LLMOps is a rapidly evolving field due to the increasing power and prevalence of LLMs. The growing adoption of these models further emphasizes the need for expertise in LLMOps.

Outlined below are some of the challenges encountered in LLMOps:

  1. Data Governance: Managing the abundance of training and fine-tuning data for LLMs while upholding quality standards and accessibility remains a significant challenge.
  2. Model Advancement: The process of developing and evaluating various LLMs for specific tasks can be intricate and demanding.
  3. Scalable Deployment: Establishing a deployment infrastructure that efficiently accommodates the demanding nature of large language models while ensuring scalability and reliability poses a notable challenge.
  4. Performance Monitoring: Consistently monitoring LLMs is vital to confirm their performance aligns with expectations. This involves evaluating accuracy, latency, and mitigating bias.

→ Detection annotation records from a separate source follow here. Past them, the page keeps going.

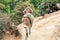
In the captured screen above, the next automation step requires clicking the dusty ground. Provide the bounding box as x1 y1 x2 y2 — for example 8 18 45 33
28 11 60 40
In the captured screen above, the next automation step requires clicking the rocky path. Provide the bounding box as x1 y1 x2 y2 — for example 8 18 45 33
28 11 60 40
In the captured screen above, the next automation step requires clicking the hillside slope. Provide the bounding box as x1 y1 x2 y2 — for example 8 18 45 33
28 11 60 40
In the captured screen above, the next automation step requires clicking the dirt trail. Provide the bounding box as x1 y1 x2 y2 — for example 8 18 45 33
28 11 60 40
3 11 60 40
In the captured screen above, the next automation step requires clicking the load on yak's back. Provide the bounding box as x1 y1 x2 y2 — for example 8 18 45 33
28 11 60 40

Furthermore, LLMOps offers several benefits:

  1. Enhanced Accuracy: By ensuring high-quality data for training and deploying LLMs in a scalable and reliable manner, LLMOps contributes to improving the accuracy of these models.
  2. Reduced Latency: Efficient deployment techniques facilitated by LLMOps can lead to reduced latency in LLMs, enabling them to quickly access the required data.
  3. Increased Fairness: LLMOps endeavors to mitigate bias within LLMs, ensuring fair treatment and preventing discrimination against specific groups.

As the power and adoption of LLMs continue to surge, the significance of LLMOps expertise will grow in parallel. This dynamic field remains in a constant state of evolution.